Ein Jahr später ist die Situa­tion noch dramatischer: Der Sommer 2019/20 ist der heißeste und trockenste seit Beginn der Wetteraufzeichnungen. Riesige Flächen stehen in Flammen. Dieses „Angry Summer“ getaufte Klimaphänomen hatte das Land erstmals 2012 heimgesucht. Sieben Jahre später griff man schon zum Super­lativ: Von „Angriest Summer“ war nun die Rede.3 An nur 90 Tagen wurden 206 Temperaturrekorde gebrochen. Am 24. Januar kletterte das Quecksilber im Städtchen Port Augusta im Bundesstaat South Australia auf 49,5 Grad. „I love a sunburnt country / A land of sweeping plains, / Of ragged mountain ranges, /Of droughts and flooding rains“, dichtete die australische Schriftstellerin Dorothea Mackellar 1908 in ihrem später vielzitierten „My Country“. Angesichts der Bilder von der ausgemergelten Erde haben die berühmten Zeilen alles Schwärmerische verloren und lesen sich heute mit einem bitteren Beigeschmack.

Derweil reagieren die zuständigen Behörden im Murray-Darling-Becken auf die Klimaerwärmung wie gehabt. Eine Untersuchung von 2018, im Auftrag der Murray-Darling Basin Royal Commission durchgeführt, zeigt, wie nachsichtig die Behörden mit der Agrarindustrie umgehen. Die Feuchtgebiete im Flusseinzugsgebiet verdorren. Doch die Bedrohung wird von den Investoren der Megafarmen ignoriert. Sie pumpen illegal Massen von Wasser aus dem Darling River.

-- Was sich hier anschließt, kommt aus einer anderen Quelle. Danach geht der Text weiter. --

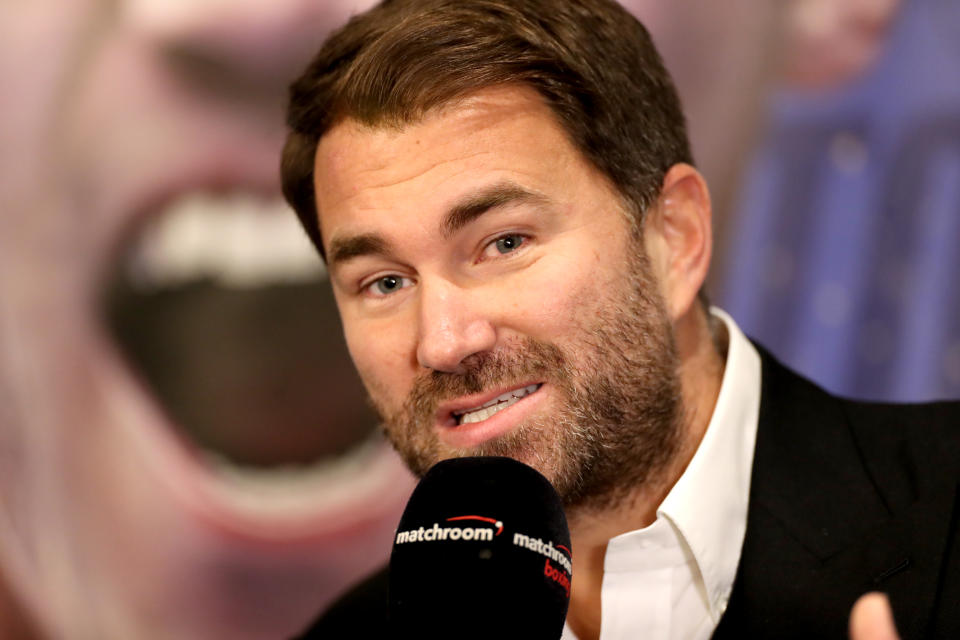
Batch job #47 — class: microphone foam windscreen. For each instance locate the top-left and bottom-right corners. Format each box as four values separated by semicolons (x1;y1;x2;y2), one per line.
390;457;571;640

„Nicht die Wissenschaft, sondern die Politik hat die maximalen Wassermengen festgelegt, die aus den Flüssen und Bächen des Beckens entnommen werden dürfen“, so der Bericht.4 3 Millionen Menschen hängen von diesem sterbenden Ökosystem ab. Selbst in den Brunnen und den Speicherbecken wird das Trinkwasser mittlerweile knapp. Werden die Farmer mit ihren Familien und die Aboriginal-Gemeinden die ersten Klimaflüchtlinge Aus­tra­liens sein?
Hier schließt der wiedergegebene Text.